Elle pourrait coûter à la France, une dizaine de milliards d’euros de sanctions.
Parce qu’il faut bien mesurer la hauteur de l’arnaque que fait subir l’Europe en la matière. Elle nous prend notre argent, sous forme de cotisations, elle ne nous en rend qu’une partie, à condition que nous nous pliions à des règles et normes qui font couler nos constructeurs automobiles et si nos députés ne sont pas d’accord, elle nous colle des amendes mirobolantes, sous forme d’astreinte.
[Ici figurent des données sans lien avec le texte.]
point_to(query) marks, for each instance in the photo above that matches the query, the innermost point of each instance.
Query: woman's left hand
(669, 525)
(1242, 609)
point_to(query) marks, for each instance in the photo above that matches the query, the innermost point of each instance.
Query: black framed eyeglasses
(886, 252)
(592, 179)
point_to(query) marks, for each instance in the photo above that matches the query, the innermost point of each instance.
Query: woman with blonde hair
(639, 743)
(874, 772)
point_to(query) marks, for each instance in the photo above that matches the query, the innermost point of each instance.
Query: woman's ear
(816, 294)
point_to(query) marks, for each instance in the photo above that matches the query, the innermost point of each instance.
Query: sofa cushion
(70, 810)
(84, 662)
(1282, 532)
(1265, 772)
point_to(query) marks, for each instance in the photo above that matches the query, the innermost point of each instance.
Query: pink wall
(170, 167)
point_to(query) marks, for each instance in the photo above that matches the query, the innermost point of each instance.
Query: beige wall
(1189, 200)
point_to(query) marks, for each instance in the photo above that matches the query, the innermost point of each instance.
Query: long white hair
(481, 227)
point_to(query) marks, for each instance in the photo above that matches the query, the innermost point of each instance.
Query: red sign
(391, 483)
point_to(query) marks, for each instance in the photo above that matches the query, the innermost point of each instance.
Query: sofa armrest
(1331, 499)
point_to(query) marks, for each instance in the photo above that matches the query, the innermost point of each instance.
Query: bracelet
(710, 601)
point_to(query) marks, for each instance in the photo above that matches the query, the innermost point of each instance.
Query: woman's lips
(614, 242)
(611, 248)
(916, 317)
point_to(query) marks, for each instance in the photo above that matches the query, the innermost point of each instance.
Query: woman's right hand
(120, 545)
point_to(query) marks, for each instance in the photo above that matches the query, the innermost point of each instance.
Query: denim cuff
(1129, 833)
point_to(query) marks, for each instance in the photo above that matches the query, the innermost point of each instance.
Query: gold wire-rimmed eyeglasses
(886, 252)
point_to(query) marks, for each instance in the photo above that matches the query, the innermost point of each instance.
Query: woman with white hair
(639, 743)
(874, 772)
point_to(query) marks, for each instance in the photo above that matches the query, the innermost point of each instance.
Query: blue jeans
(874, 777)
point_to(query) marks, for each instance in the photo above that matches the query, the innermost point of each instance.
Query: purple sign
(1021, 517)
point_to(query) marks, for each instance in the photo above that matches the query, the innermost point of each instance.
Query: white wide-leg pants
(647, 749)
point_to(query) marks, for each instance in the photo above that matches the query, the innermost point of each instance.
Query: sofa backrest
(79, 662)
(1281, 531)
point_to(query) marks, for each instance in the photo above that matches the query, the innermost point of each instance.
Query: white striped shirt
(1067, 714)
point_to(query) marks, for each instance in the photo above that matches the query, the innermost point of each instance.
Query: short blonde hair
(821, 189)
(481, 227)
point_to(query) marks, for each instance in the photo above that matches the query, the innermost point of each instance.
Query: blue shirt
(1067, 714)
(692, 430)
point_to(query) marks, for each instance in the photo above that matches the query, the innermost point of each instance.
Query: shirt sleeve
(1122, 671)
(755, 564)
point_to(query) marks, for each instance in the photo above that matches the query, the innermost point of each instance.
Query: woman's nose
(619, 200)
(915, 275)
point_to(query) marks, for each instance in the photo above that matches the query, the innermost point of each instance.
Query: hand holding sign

Vous ne rêvez pas, c’est bien cela le schéma de l’Europe. Et si on la quitte, comme a pu le faire l’Angleterre, cela va nous coûter un bras. Mais ces ZFE, dont le bilan n’est pas mesurable, vont avec une soi-disant quantité de morts évitées qui n’est pas non plus mesurable. Personne en bonne santé ne meurt de la pollution automobile, qui est seulement un facteur aggravant pour les personnes fragiles. Aggravant dans quelles proportions, personne ne le sait. Et globalement, la France pollue peu et de moins en moins, et pour cause, nous perdons des pans industriels faramineux.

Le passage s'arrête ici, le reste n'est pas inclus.